As relações internacionais entre os Estados são complexas e voláteis, das quais, uma tomada de decisão pode gerar toda uma rede de ações e consequências. Isso ficou claro quando as grandes potências europeias no final do séc. XIX e início do séc. XX estavam tomadas pela a incerteza e temor pela possível perda de influência e escoamento de capitais. Isso gerou uma corrida armamentista e uma perigosa interdependência militar, culminando no inevitável conflito mundial de 1914. Sem se aprofundar nos motivos, essa mesma interdependência acabou por fomentar bases para a posterior continuação do conflito em escala mundial em 1939.

Joseph Nye (2009) exemplifica em sua obra “Cooperação e Conflito nas Relações Internacionais”, que quase sempre existirá algum conflito político na interdependência econômica. Mesmo quando países interdependentes obtiverem ganhos em conjunto, sempre haverá conflito em relação com quem fica com a maior parte.

A interdependência econômica é favorecida pela fluidez das informações instantâneas mas que contribui para a incerteza e as dificuldades de se moldar respostas políticas por parte dos Estados, deixando claro que eles não são mais os únicos tomadores de decisões no sistema internacional, e que o mundo contemporâneo está caracterizado por uma rede completamente interdependente. Sendo assim, poderíamos perfeitamente supor que essa crescente interdependência econômica, proporcionada pela a globalização, angariasse bases para uma cooperação internacional mútua, visto que essa interdependência gera benefícios conjuntos. Mas não é assim que funciona, pois a interdependência econômica pode ser perfeitamente usada como uma arma, dando como exemplos, as sanções econômicas e militares que países com maior influência aplicam em países mais fracos. A interdependência é na verdade mais útil que a força em alguns casos, pois ela possui gradações mais sutis.

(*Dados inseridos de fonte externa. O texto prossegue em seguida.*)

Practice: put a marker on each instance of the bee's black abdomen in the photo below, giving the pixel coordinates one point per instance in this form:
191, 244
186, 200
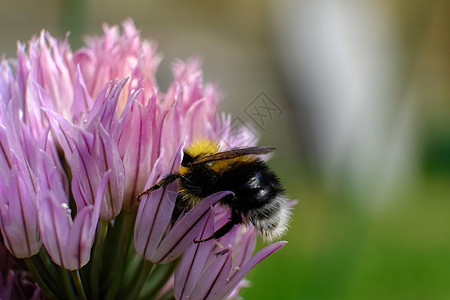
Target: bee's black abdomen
253, 183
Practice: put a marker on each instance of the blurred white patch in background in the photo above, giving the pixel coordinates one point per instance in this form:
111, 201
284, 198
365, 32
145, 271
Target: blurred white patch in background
341, 63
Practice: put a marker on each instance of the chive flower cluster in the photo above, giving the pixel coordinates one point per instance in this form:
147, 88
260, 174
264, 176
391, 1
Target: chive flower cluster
81, 135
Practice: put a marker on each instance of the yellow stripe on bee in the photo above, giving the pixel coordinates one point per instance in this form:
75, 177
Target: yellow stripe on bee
205, 147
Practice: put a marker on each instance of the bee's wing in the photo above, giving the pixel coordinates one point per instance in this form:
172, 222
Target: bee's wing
233, 153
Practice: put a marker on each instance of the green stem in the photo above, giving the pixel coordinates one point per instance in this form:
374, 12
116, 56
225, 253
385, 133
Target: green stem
158, 278
78, 284
125, 229
96, 258
39, 279
68, 287
136, 288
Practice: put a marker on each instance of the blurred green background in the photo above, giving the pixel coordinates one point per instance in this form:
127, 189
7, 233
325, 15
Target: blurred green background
362, 91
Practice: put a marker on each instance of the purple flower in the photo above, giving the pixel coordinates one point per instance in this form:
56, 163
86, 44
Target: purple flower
82, 134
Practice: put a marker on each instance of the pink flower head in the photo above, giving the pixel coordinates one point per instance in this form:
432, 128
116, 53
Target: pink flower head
82, 134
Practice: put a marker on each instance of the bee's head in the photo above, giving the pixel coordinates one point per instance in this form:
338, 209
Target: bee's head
187, 159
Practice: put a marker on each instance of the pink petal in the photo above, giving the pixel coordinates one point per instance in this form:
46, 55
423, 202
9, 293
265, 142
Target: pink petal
186, 229
242, 272
193, 261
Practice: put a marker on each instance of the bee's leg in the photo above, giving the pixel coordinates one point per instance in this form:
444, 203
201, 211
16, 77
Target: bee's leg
162, 183
235, 219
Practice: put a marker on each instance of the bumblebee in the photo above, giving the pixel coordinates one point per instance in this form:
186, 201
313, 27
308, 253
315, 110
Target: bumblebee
259, 197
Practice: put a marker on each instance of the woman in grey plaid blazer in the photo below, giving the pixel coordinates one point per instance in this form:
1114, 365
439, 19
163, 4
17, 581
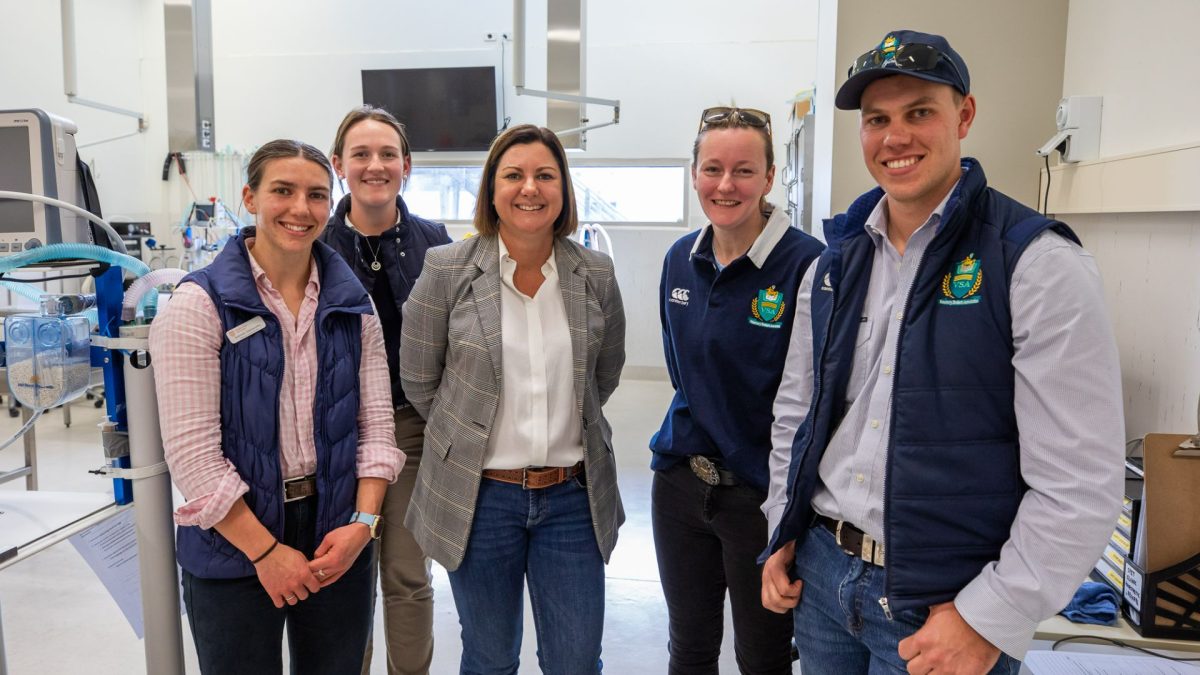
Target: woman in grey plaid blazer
513, 341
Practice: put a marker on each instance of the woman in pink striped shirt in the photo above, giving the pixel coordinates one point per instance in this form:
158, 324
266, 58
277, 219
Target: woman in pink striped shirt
277, 423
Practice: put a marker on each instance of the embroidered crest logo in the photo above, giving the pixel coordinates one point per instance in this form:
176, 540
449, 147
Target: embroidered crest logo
767, 309
888, 48
961, 286
826, 284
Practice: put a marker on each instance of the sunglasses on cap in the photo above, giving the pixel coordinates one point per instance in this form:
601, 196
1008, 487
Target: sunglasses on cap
913, 57
723, 114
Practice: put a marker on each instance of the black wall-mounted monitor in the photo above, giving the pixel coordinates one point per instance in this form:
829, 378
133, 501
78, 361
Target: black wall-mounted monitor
442, 108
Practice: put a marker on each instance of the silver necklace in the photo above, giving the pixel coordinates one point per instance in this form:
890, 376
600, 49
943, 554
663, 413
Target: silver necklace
375, 254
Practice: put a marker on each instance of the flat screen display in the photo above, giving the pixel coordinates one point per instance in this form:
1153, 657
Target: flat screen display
442, 108
16, 175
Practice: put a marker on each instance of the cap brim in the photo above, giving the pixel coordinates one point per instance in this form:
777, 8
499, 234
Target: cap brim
850, 96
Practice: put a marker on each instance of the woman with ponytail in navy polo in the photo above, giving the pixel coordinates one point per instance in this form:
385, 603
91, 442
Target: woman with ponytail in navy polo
726, 303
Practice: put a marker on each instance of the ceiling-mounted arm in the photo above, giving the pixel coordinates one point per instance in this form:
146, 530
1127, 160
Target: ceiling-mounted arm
70, 84
519, 77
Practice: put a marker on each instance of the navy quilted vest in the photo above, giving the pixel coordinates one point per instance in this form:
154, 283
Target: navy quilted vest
251, 377
953, 479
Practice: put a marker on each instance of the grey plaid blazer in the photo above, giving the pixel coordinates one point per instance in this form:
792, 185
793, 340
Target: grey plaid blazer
450, 369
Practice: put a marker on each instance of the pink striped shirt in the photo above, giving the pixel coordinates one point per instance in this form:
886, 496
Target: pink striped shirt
185, 341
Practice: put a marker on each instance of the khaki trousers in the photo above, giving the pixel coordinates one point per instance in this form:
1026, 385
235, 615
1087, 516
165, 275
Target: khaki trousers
402, 568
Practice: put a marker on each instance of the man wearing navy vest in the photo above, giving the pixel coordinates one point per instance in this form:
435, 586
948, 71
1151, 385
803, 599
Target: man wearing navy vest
948, 435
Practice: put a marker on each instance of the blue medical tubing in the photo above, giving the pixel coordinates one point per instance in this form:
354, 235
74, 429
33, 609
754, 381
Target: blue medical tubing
109, 293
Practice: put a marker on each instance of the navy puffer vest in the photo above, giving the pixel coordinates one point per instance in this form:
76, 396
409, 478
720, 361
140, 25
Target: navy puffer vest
953, 479
251, 378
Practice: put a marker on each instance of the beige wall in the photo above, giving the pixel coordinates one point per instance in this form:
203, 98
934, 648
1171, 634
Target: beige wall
1014, 51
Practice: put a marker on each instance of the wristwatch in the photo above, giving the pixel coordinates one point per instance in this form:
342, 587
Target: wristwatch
371, 520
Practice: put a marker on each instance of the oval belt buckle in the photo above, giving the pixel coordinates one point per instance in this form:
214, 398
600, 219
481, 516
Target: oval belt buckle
705, 470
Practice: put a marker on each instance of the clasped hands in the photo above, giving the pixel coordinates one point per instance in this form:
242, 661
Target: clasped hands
289, 578
946, 644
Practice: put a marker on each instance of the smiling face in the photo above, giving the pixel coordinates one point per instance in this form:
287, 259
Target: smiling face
372, 162
291, 205
528, 191
731, 177
911, 132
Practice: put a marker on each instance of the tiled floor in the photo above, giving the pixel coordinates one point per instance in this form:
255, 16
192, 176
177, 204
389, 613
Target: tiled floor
59, 619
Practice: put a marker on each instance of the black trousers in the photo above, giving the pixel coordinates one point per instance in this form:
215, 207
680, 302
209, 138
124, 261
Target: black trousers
708, 539
238, 631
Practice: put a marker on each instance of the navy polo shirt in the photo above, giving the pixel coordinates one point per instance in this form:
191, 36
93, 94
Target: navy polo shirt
725, 333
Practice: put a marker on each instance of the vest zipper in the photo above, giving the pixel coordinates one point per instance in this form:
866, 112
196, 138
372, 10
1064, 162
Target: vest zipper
283, 359
892, 426
816, 386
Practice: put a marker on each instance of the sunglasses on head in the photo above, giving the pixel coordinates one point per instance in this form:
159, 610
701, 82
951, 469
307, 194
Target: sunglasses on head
723, 114
915, 57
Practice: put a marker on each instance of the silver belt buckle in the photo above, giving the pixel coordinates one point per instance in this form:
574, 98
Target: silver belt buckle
705, 470
304, 487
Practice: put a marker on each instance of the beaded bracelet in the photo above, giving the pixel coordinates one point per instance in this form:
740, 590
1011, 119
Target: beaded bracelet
267, 553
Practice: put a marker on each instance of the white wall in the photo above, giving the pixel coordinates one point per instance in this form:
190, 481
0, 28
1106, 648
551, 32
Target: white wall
1017, 93
1150, 90
291, 67
120, 63
1149, 261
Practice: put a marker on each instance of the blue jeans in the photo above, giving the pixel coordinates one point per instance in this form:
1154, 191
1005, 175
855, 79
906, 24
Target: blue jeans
840, 626
238, 628
544, 536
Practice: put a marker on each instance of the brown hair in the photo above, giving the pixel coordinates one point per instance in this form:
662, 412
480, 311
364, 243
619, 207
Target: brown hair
487, 221
369, 113
282, 149
735, 121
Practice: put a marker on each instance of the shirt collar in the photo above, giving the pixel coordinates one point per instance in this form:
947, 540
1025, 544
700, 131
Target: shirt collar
508, 266
777, 226
877, 222
262, 280
349, 223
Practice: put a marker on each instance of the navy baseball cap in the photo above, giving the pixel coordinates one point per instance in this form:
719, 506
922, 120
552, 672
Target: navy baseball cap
905, 52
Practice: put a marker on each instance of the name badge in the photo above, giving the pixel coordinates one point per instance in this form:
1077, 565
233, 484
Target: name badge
240, 333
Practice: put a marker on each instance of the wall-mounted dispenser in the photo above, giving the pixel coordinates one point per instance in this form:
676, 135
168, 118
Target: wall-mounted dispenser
1079, 129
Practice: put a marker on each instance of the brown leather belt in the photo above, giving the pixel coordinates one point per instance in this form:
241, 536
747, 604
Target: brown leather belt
299, 488
853, 541
535, 478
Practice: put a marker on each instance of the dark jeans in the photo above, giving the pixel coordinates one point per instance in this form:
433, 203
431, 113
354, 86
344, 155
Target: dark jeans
707, 539
839, 623
545, 537
239, 631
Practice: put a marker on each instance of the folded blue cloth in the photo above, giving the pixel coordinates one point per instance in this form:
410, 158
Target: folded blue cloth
1093, 603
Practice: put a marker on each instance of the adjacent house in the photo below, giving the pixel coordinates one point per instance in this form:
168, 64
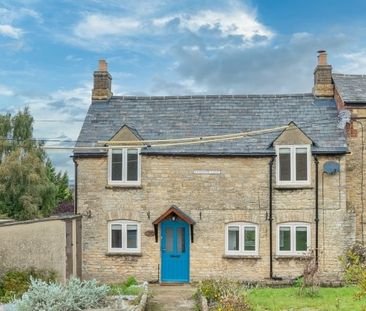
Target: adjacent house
248, 187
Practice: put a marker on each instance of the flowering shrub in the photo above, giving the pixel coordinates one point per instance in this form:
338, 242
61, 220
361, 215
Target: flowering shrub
14, 282
354, 263
75, 295
224, 295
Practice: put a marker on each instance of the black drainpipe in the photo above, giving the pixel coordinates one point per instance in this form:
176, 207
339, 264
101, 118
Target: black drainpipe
270, 217
316, 209
76, 186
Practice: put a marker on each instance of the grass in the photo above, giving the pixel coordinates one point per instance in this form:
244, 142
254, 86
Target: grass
122, 289
328, 299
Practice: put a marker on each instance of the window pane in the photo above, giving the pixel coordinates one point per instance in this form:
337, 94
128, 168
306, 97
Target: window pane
301, 164
116, 236
301, 238
285, 163
285, 238
233, 238
116, 164
249, 238
132, 164
181, 246
131, 236
169, 239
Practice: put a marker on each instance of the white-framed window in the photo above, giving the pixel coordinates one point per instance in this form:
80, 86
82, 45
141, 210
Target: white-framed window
124, 236
293, 238
241, 238
124, 166
293, 164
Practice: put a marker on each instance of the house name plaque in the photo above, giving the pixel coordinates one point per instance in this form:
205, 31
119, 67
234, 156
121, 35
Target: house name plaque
207, 172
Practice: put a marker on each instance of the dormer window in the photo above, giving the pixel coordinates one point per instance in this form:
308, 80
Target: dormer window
293, 164
124, 166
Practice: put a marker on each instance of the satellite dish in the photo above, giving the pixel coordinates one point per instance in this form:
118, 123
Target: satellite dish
331, 167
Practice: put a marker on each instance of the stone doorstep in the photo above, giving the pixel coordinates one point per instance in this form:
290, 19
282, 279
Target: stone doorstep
177, 298
140, 307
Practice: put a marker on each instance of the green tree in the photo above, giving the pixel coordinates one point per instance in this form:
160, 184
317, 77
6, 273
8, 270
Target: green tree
61, 180
29, 184
25, 190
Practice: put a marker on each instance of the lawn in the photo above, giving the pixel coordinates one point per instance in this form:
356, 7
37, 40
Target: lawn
288, 299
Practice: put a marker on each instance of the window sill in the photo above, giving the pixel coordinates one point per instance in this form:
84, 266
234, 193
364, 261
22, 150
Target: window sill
293, 187
117, 254
124, 186
241, 256
290, 257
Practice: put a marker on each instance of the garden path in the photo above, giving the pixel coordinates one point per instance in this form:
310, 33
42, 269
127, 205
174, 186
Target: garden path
171, 298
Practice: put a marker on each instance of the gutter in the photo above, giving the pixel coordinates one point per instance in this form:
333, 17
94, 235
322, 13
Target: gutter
76, 185
316, 209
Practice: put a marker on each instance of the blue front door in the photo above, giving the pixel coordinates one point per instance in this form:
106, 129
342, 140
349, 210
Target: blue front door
174, 251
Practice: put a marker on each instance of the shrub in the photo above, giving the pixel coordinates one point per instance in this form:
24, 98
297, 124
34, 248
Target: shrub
354, 263
224, 295
130, 281
75, 295
128, 287
16, 282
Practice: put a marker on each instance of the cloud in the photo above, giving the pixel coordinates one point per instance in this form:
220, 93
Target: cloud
230, 23
286, 66
6, 91
354, 62
235, 25
94, 26
10, 31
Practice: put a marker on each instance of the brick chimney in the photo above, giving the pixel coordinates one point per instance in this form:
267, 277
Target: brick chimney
102, 82
323, 85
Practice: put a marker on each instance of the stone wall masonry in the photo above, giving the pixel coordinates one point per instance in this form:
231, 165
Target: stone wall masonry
238, 193
356, 182
39, 244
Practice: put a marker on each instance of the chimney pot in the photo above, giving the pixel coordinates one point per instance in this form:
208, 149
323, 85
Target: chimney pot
322, 57
323, 83
103, 66
102, 82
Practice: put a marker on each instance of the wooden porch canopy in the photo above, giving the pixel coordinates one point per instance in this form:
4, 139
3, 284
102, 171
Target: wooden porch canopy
173, 211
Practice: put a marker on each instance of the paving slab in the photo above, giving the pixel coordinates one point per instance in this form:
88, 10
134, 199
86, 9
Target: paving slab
171, 297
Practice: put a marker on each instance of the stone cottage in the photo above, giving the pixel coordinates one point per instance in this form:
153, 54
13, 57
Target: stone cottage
181, 188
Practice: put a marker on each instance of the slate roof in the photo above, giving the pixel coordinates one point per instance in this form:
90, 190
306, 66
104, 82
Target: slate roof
170, 117
352, 88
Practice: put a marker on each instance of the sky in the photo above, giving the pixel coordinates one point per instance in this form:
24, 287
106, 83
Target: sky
50, 48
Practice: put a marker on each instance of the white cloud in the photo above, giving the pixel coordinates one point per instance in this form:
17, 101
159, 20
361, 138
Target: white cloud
229, 23
10, 31
6, 91
98, 25
354, 62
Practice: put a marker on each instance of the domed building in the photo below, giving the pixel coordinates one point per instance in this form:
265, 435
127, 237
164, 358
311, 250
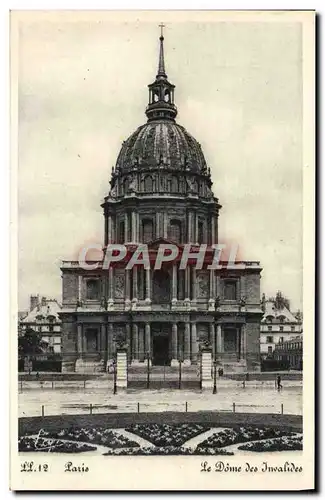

  Tendo em vista que a interdependência mundial não gera necessariamente uma estabilidade ao sistema internacional, denota-se assim a necessidade do estabelecimento de Regimes Internacionais, que como Stephen Krasner (2012, p. 94) define em seu artigo: “regimes podem ser definidos como princípios, normas e regras implícitos ou explícitos e procedimentos de tomadas de decisões de determinada área das relações internacionais em torno dos quais convergem as expectativas dos atores.” Entretanto uma distinção básica deve ser feita entre acordos e regimes, Keohane (1984) diz que acordos tem um caráter ad hoc (temporário), geralmente são únicos e de curta duração. Assim, os Regimes Internacionais são normas e regras e procedimentos de tomada de decisão, firmados entre um grupo de atores internacionais com caráter permanente, com princípios imperativos determinando e formulando a conduta de seus integrantes, podendo ter um viés coercitivo no caso do descumprimento de tais normas e regras.

Portanto, neste contexto de globalização, interdependência e formulação de regimes internacionais, entra em foco o papel e o funcionamento de instituições internacionais, que tem como função primordial promover a cooperação entre as dissidências resultantes desse espectro de interdependência mútua. Eis que reside o lugar da Organização das Nações Unidas (ONU), que dentre de suas inúmeras atividades, atua na efetivação de Regimes Internacionais.

Vale lembrar, que a extinta Liga das Nações, mencionada na introdução do texto, não possuía regras claras quanto a sua atuação. Assim, a Liga das Nações foi fadada ao fracasso pelos os inúmeros boicotes que sofrera desde a sua criação, como a não participação dos Estados Unidos como membro e o completo desrespeito dos Estados perante as suas resoluções. Já a ONU é proveniente da lição aprendida com o fracasso de sua predecessora. Dispõe de uma força militar multinacional, the United Nations Peacekeeping Forces, que é utilizado em missões de resolução de conflitos internacionais em países envolvidos em conturbação social. Sendo assim, a ONU é a principal instituição internacional mantenedora da cooperação e paz mundial.

 O regime internacional da ONU atua na promoção da cooperação e paz dentre as nações. Este regime busca eximir e coibir os possíveis conflitos armados causados pela a competição entre os Estados dentro do contexto de interdependência.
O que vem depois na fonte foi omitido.